Simon grabbed her shoulders and shook her, trying to wake her. “
No
. The spell will work, I know it will. Now
drink
.”
“No. It’s over. I’m sorry. I love you.” Her pale lashes fluttered as her eyelids slid shut, and Simon shook her again.
“Genevieve?
Genevieve
! No, don’t go. Don’t leave me,” he wailed, his voice filled with heartbreak. I would not have thought it possible before, but I felt sorry for Simon. He clearly loved his woman very much. She must have been his wife—
Is that what you want? Your soul mate’s blood on your hands?
It will drive you mad. Destroy you like a cancer until there is nothing left of you but a shell.
Lord and Lady. This woman wasn’t just his lover or wife. She was his soul mate.
Simon pulled Genevieve into his arms and held her, but it was clear that she was gone. He sobbed, begging and pleading with her to stay, bargaining with the higher powers to spare her, and as he wept I found myself shedding tears for Simon St. Jerome, which must surely be a sign of the end of days.

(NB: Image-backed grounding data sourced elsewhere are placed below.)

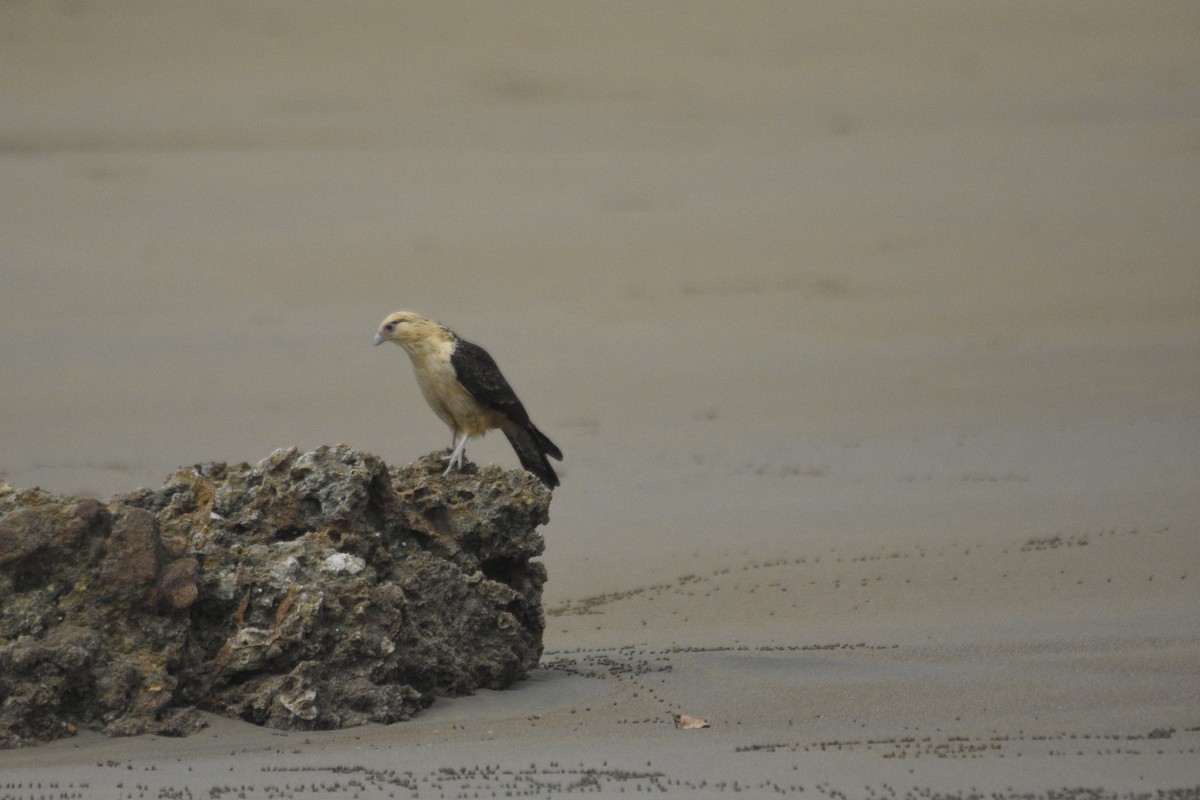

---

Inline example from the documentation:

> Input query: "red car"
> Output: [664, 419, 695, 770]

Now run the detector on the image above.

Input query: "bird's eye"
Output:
[385, 322, 395, 331]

The last grain of sand slipped through the hourglass, and the glass shattered. Simon flinched at the noise. He laid her body back down, picked the hourglass up and hurled it across the room into the fire. Filled with rage and grief, he tore through the surrounding room, smashing and overturning furniture. The vision vanished as a chair sailed through my spectral form, and everything was dark again.
How dreadful it must have been for Simon to have lost his soul mate like that. One day Michael would lose me. Would the grief drive him mad? But he would have our children, and their children, generations of future descendants to comfort him and remind him of what we had together.
Simon didn’t have anyone—except for Michael, the only student he had ever mentored. Had Michael brought him out of his grief, only to remind Simon of it again when I discovered that Michael and I were soul mates? No wonder he disliked me. I reminded him of everything he had lost.
When I became conscious again I was able to open my eyes, and Simon was still seated at my side, though his attention was on the book he was reading. It was the book from my nightstand, a copy of
A Vindication of the Rights of Woman
by Mary Wollstonecraft that Justine had lent me from her library. Judging by his frown, he didn’t find the material as compelling as I did. I took a deep breath, preparing to ask him…something, and he looked up from his reading.
“Feeling better?” he asked, and I nodded. “Dr. Bennett recommended that you have something to eat and drink. Let me help you sit up.”
I nodded again, and was surprised by how much energy it took. I trembled, either from weariness or cold. Perhaps even a bit of fear. Simon eased me into a sitting position and then brought me a tea tray. He even poured my cup of tea, and I wondered if I was still dreaming.
“Thank you.” I wrapped my hands around the cup, allowing the warmth to sink into my fingers. “How did you end up as nursemaid?”
The corners of his mouth twitched. “Everyone else is asleep. Plus I feel somewhat responsible for this situation, because Michael is under my supervision. I should have kept closer watch over him.”
“Michael and I are both adults. I could have said no, but I didn’t. I am equally at fault here.”
He sat back in his chair. “It is difficult to say no, after having been bitten. Some might say it is impossible to object to a bite.”